The great Haçienda sell off… [November 2000]

This is the way the world ends,
Not with a bang but a whimper…

So it was on November 25, 2000, as dozens of former DJs and club kids assembled at the stripped-clean Haçienda nightclub in Manchester to purchase a piece of nightclub history…

What should, perhaps, have been one of the music auctions of the decade was, instead a limp affair, with the most sought-after items being bricks and pieces of dismantled dancefloor, available for £5 each.

As Mixmag’s Conrad Murray reported at the time, “despite the initial buzz in the building, the auction is a non-event. Like the reading of the will of an aunt you once adored but who quickly faded from memory, no-one seems over anxious to gather up the old belongings.”

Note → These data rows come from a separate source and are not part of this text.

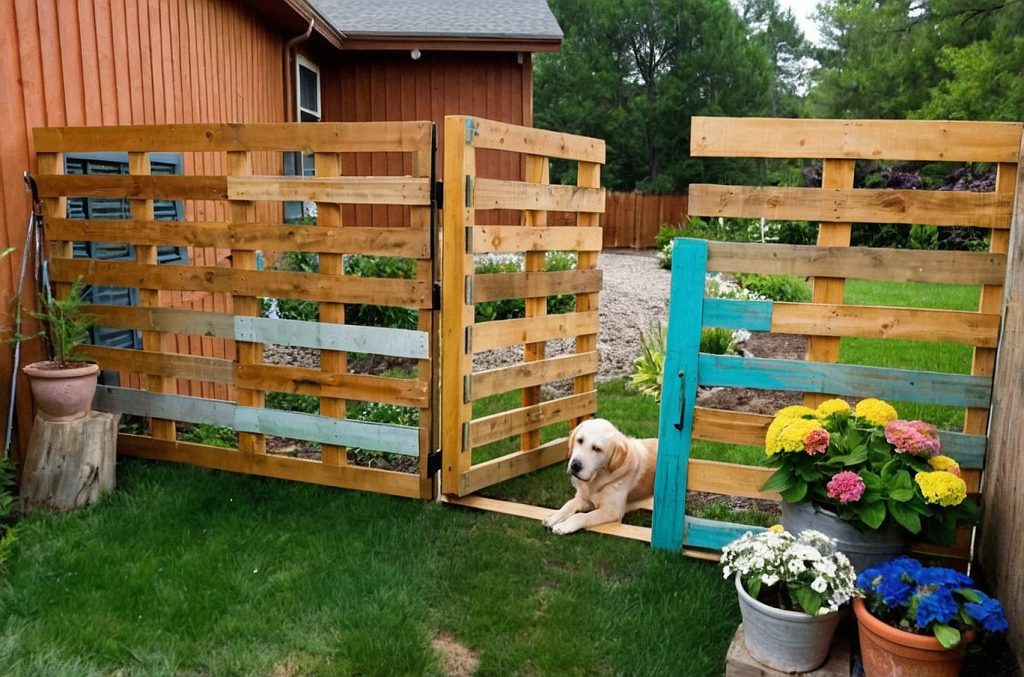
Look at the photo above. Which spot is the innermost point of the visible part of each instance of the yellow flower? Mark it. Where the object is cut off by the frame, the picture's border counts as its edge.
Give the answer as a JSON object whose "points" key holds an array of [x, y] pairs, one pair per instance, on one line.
{"points": [[941, 487], [876, 411], [944, 463]]}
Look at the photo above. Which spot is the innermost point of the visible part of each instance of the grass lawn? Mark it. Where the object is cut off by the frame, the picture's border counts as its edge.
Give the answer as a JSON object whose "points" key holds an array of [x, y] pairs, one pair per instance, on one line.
{"points": [[184, 570]]}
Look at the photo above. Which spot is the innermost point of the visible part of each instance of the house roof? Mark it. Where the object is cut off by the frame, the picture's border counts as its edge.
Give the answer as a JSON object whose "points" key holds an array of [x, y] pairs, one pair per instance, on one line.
{"points": [[486, 20]]}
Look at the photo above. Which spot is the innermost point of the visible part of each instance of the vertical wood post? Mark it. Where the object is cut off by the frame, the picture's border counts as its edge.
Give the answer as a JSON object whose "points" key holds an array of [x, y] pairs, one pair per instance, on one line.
{"points": [[333, 362], [244, 211], [836, 174], [457, 301]]}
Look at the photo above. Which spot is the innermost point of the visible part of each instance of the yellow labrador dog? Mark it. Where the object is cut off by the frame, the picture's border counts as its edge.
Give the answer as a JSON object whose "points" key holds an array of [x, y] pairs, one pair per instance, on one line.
{"points": [[608, 471]]}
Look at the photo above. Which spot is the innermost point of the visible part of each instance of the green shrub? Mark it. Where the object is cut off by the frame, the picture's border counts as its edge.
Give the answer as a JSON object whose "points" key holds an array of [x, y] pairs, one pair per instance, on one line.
{"points": [[777, 288]]}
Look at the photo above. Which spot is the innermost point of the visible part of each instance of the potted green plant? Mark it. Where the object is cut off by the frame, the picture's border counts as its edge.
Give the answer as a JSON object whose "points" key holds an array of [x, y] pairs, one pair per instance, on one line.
{"points": [[915, 620], [866, 477], [64, 385], [791, 589]]}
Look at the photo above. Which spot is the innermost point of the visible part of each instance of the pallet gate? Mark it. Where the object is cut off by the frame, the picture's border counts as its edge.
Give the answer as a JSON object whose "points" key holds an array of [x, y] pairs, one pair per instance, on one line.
{"points": [[373, 188]]}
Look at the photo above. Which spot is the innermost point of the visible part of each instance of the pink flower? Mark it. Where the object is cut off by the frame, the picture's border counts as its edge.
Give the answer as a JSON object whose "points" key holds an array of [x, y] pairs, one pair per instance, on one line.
{"points": [[912, 437], [816, 441], [846, 485]]}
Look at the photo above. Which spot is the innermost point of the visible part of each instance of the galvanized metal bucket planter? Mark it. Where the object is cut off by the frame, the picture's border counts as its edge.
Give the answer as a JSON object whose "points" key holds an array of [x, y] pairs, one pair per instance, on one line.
{"points": [[864, 549], [791, 641]]}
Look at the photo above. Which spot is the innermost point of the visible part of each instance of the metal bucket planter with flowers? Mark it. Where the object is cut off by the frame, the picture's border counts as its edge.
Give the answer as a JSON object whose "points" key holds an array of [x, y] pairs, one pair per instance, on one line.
{"points": [[865, 477], [790, 589], [916, 620]]}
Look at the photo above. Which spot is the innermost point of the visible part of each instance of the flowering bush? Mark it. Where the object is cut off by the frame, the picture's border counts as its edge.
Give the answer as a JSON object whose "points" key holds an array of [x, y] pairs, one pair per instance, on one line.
{"points": [[804, 573], [929, 600], [868, 467]]}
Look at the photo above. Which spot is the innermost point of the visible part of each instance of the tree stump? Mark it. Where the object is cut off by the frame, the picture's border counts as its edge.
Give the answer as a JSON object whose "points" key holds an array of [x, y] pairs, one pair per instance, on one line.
{"points": [[70, 463]]}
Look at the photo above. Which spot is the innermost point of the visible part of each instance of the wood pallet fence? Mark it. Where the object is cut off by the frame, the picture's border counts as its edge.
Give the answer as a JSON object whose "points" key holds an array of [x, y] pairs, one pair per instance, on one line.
{"points": [[238, 197], [837, 205], [466, 196]]}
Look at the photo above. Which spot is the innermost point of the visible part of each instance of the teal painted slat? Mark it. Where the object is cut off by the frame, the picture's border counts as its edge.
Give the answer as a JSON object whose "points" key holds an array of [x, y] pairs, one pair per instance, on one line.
{"points": [[159, 405], [714, 535], [853, 380], [327, 336], [689, 264], [377, 436], [733, 313]]}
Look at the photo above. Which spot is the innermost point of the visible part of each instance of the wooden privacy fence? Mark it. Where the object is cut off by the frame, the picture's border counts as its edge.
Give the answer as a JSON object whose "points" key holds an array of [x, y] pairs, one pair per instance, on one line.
{"points": [[826, 318], [632, 219], [468, 463], [245, 191]]}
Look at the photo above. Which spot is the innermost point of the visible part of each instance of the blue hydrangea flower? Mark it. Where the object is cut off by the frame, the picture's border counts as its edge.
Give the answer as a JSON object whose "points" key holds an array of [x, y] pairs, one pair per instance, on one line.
{"points": [[988, 612], [941, 576], [937, 606]]}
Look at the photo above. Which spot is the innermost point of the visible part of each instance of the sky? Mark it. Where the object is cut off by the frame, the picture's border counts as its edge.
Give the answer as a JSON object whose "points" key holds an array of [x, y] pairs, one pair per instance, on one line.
{"points": [[802, 11]]}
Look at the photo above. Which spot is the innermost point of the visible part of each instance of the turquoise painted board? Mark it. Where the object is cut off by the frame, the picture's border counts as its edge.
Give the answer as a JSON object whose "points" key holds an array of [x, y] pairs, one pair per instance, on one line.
{"points": [[892, 384], [733, 313], [679, 388]]}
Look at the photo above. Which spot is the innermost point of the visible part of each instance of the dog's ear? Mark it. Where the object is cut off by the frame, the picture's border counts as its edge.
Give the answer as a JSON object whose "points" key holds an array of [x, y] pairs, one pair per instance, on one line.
{"points": [[619, 454]]}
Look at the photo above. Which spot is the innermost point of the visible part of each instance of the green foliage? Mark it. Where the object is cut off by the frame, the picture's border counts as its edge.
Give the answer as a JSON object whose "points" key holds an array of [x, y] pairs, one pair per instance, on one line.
{"points": [[777, 288], [214, 435]]}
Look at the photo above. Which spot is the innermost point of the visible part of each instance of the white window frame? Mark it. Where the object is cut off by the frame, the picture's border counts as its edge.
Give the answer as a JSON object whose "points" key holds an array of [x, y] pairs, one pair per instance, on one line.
{"points": [[300, 62]]}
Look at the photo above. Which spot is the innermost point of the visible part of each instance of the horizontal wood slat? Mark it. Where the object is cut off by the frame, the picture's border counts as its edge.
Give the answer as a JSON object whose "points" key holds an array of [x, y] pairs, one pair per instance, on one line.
{"points": [[513, 465], [342, 189], [516, 421], [195, 368], [855, 139], [411, 243], [305, 286], [133, 186], [503, 136], [305, 381], [503, 333], [851, 380], [858, 263], [307, 137], [499, 286], [988, 210], [495, 194], [487, 239], [503, 379], [268, 465]]}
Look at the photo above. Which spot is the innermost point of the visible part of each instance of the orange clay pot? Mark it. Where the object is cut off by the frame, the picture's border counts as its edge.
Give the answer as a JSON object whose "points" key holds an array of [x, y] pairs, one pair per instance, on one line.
{"points": [[887, 651]]}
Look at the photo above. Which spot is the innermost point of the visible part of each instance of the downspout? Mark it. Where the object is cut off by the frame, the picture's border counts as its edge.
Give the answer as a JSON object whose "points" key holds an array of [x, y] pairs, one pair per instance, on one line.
{"points": [[289, 49]]}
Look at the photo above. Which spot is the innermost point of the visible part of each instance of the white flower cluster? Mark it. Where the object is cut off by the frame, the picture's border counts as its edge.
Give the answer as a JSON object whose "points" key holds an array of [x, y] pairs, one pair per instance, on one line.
{"points": [[809, 559]]}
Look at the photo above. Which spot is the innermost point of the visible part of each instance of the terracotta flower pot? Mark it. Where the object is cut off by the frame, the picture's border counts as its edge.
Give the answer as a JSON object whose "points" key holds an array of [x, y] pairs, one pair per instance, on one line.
{"points": [[886, 650], [61, 394]]}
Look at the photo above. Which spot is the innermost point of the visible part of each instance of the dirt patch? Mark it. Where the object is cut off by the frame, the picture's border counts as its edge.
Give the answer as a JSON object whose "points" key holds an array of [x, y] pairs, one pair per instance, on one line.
{"points": [[458, 660]]}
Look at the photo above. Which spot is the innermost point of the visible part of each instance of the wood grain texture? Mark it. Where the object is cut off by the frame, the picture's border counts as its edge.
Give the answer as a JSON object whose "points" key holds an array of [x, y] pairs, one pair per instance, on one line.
{"points": [[855, 139], [990, 210]]}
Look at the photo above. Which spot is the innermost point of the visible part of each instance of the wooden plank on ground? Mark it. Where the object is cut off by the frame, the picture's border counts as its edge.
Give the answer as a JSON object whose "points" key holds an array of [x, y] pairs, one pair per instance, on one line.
{"points": [[499, 286], [855, 139], [988, 210], [304, 286], [409, 243], [503, 136], [281, 467], [497, 194], [503, 379], [302, 380], [339, 189], [133, 186], [487, 239], [503, 333], [530, 418], [337, 137], [858, 263]]}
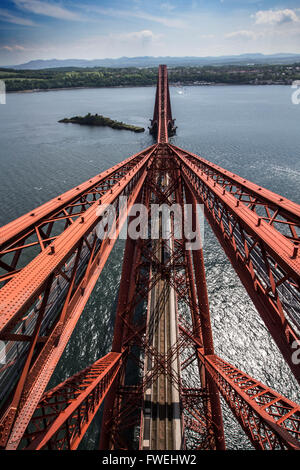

The item that made the most money, the article claims, was a painting, discovered in three pieces in a partition behind the ladies toilets, and reportedly painted by the wife of former resident Mike Pickering, which sold for £3,200.

The rest of the lots attracted fairly humdrum interest, despite their legendary role in shaping Manchester (and UK) music history…

– Acid-green corner seats where Bez and Shaun Ryder held court: £170
– No. 21 Albion Street sign: £260
– Hazard-strip stage facade: £110
– DJ Booth: £1,100 (with bidding starting at £1,000)

Within weeks of the auction, work was underway to turn the site into apartments, which they remain to this day.

The last word should go to Peter Hook of New Order, who was present at the auction to pick up a piece of concrete with ‘Tony (Wilson) 94’ written on it. Should the Haçienda have been saved?

“It had to go. If they turned it into another club, it would have been like seeing your girlfriend with someone else.”